With just three days to go for the UN’s COP29 climate talks to end in Baku, Azerbaijan, there is serious concern the world is again going to miss the targets for funding climate disaster mitigation. As it is, the Baku summit opened under the shadow of pessimism and distrust. It did not help that in his opening address Ilham Aliyev, president of Azerbaijan—almost half of whose GDP comes from oil and gas exports—described fossil fuels as a “gift of god”. US president-elect Donald Trump has made no bones about pulling out of the Paris Agreement. Two days in, Argentina toed Trump’s line, packed its bags and left the conference.
The demand for richer nations to fund the changeover to green energy and pay for rebuilding from devastating weather events was mooted at the Copenhagen COP summit in 2009 and confirmed at Cancun 2010. The creation of a loss-and-disaster fund of $100 billion a year was agreed but not nearly achieved, thanks to procrastination by the developed world. Two years ago, at the COP summit at Sharm El Sheikh in Egypt, Barbados Prime Minister Mia Mottley said in a scathing address: “We were the ones whose blood, sweat and tears financed the industrial revolution. Are we now to face double jeopardy by having to pay the cost?”
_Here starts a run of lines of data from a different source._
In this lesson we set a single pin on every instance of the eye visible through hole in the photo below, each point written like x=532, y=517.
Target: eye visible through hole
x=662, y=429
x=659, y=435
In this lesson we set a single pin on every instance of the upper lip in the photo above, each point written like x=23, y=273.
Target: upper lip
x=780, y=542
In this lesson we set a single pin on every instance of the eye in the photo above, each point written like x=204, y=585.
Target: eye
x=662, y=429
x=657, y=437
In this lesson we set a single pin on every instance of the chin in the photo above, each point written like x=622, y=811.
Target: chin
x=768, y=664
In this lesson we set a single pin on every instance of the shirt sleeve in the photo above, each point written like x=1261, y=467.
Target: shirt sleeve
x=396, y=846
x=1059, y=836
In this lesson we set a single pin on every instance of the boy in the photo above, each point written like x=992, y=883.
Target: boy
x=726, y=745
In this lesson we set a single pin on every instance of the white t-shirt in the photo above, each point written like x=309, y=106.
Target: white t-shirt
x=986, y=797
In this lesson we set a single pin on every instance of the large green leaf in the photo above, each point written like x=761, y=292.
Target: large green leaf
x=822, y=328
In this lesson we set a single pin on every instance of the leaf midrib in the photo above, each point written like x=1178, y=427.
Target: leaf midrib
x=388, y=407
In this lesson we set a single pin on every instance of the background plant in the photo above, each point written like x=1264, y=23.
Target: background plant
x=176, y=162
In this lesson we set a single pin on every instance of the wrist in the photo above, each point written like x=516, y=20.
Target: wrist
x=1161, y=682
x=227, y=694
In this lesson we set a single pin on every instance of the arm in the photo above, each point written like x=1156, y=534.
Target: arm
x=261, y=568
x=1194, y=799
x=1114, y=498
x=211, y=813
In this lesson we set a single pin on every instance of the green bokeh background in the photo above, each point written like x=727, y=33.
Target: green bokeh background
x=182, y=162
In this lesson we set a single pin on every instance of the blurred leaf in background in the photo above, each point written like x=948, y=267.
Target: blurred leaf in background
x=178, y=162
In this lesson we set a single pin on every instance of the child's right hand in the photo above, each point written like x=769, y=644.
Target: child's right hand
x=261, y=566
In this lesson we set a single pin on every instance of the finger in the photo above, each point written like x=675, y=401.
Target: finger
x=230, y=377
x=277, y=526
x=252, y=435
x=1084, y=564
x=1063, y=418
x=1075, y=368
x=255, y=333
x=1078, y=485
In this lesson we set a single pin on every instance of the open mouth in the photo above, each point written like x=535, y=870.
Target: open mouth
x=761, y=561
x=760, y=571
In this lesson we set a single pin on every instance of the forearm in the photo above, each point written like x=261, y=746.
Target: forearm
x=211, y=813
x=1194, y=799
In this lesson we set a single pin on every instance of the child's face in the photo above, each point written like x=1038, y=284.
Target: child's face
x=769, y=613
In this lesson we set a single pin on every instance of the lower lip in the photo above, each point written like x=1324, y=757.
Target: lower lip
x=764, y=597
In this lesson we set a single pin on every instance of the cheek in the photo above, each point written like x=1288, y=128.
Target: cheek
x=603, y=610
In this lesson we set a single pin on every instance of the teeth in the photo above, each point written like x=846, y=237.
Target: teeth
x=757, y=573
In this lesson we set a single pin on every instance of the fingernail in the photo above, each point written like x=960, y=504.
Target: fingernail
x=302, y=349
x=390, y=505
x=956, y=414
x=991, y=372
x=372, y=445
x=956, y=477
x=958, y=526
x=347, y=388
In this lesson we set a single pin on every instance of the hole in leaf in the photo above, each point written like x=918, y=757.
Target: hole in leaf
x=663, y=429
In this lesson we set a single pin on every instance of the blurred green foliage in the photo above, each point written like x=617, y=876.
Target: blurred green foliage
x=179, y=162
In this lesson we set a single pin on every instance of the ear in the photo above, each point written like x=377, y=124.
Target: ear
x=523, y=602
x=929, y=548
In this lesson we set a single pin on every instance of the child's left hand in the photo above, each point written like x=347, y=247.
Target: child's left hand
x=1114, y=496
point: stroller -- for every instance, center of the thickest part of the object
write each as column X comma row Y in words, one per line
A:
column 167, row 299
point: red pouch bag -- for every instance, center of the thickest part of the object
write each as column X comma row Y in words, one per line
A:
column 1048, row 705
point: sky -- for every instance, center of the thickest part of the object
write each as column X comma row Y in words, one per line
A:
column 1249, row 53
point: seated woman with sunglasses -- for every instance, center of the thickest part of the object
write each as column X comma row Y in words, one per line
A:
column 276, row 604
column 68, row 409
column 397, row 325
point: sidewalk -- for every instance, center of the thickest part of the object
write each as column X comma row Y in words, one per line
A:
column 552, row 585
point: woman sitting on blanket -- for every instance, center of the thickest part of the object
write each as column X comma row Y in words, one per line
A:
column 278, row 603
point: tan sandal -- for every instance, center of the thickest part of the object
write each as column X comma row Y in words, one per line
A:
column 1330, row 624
More frequent and more intense climate disasters—including the recent devastating floods in Spain and a longer season of hurricanes in the US—have brought the climate crisis closer to the homes of Western sceptics. It is in this context that the target for the Climate Fund, now called the New Collective Quantified Goal on Climate Finance, has been revised up to $1 trillion a year till 2030; India has demanded the target be upped to $1.3 trillion. However, little progress has been made in Azerbaijan till now. It is hoped that the ongoing G20 meeting in Rio de Janeiro will breathe some life into clinching a deal in Baku. Poorer nations have complained that most of the green funds disbursed till now have come as loans that require them to use lender nations’ companies and resources. It is one of the many faultlines that negotiators in Baku are trying to bridge. One thing is beyond doubt: it’s time for the developed world to pay its fair share.